I imagine something like the deferred updates compatibility approach.

An aggressive debouncing of indistinguishable updates would be enabled by:

ko.options.distinctUpdates = true;
ko.options.equalityComparer = ko.observable.referenceComparer;

with

  • ko.options.equalityComparer = ko.observable.primitiveComparer: KO relays on the v3.4.0 equality comparer (default)
  • ko.options.equalityComparer = ko.observable.referenceComparer: KO does reference comparison ( (a, b) => (a === b)), which is fine when viewmodel objects are immutable at the exception of observables wrapped attributes.

and

  • ko.options.distinctUpdates = false : the legacy behavior where indistinguishable updates of observable/computed are filtered out but expression-based-binding updates aren't optimized yet (default).
  • ko.options.distinctUpdates = true : KO will always tend to filter out indistinguishable updates as much as possible now and forever. In this regard, the valueAccessor within binding code works like a computed. That is, ko.options.equalityComparer is used to filter out useless valueAccessor updates.

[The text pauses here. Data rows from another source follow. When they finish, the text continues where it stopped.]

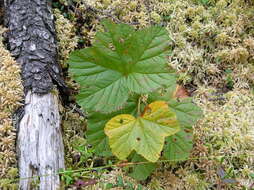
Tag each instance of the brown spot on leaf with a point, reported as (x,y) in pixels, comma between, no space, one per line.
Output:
(181,92)
(187,130)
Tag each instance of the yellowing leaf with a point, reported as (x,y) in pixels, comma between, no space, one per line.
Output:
(145,134)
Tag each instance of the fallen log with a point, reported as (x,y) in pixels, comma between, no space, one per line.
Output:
(31,40)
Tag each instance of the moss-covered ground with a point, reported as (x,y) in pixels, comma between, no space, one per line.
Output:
(213,53)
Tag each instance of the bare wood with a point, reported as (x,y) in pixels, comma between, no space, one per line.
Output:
(40,147)
(32,41)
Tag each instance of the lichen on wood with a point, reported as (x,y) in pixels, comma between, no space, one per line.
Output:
(11,95)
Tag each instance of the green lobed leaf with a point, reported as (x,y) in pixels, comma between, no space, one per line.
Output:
(141,171)
(121,60)
(145,134)
(179,146)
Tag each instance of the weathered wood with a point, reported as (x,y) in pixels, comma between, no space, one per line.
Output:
(32,41)
(40,147)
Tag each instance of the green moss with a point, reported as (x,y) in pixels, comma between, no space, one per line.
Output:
(11,93)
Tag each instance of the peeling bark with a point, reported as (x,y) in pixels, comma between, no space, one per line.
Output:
(31,40)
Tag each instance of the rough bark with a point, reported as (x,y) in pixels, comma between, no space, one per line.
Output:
(31,40)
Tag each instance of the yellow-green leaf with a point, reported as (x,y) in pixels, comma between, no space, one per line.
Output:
(145,134)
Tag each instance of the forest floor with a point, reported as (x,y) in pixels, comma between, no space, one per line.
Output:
(213,54)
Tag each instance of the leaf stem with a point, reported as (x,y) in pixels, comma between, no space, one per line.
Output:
(139,102)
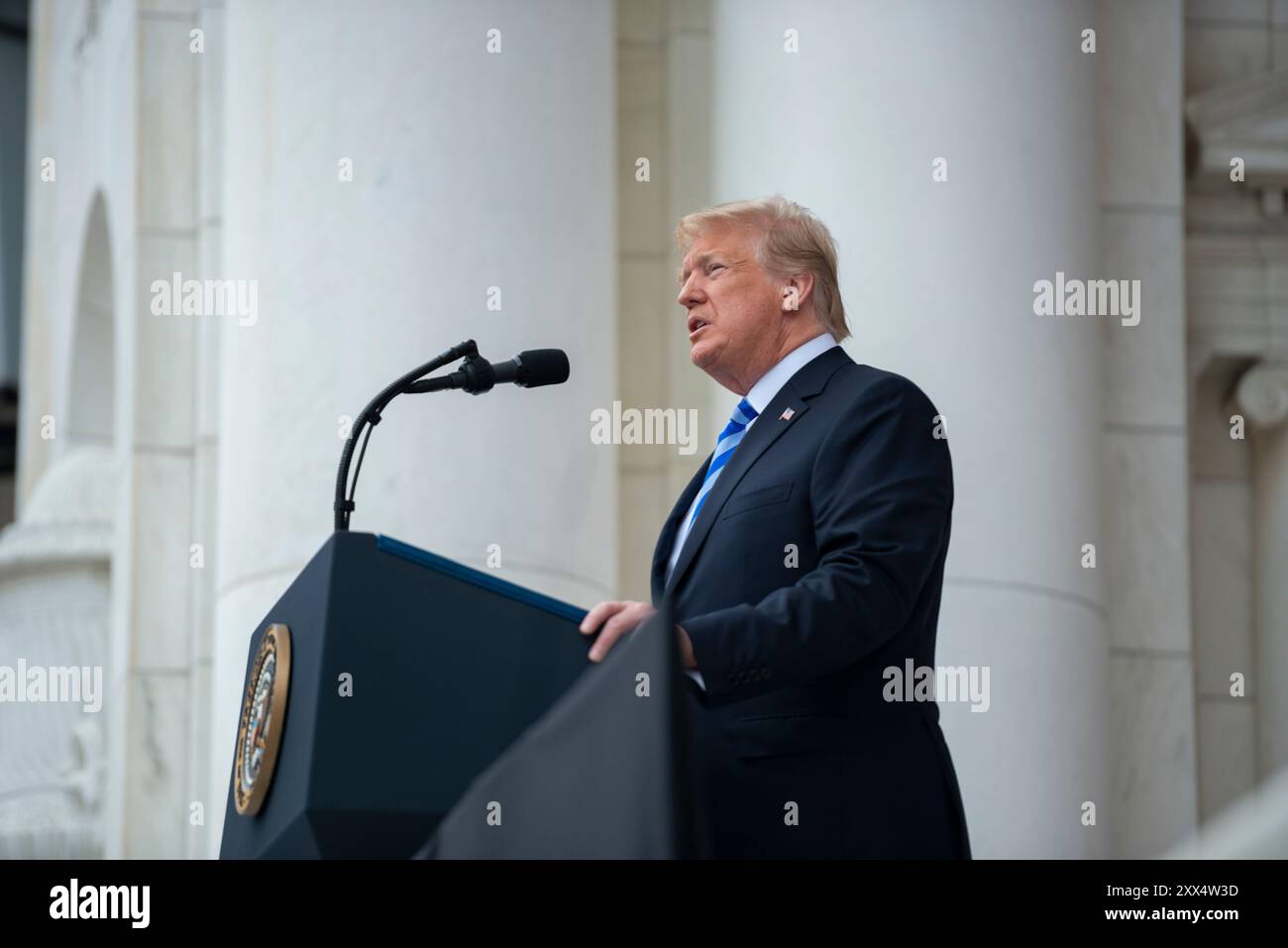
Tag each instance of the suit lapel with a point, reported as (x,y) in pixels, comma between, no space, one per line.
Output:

When enabling ko.options.distinctUpdates, developers should never ever suppose observable(observable()) having any effect nor custom bindings being refreshed as long as the bound value is semantically unchanged.

To enforce ko.options.distinctUpdates for bindings, whenever they are simple (if, visible, text, html, ...) or complex (attr, style, css, template, ...), I guess the trick is to detect when the bound expression is a literal object ( { 'a': foo, 'b': bar } ). In such a case, one may wrap the expression into a utility which

  • keeps the last value of the expression
  • compare separately non-literal components of the expression (a kind of half-deep comparison),
  • returns the object unchanged (same ref, that is the last value) if NO non-literal components in the expression is actually changed.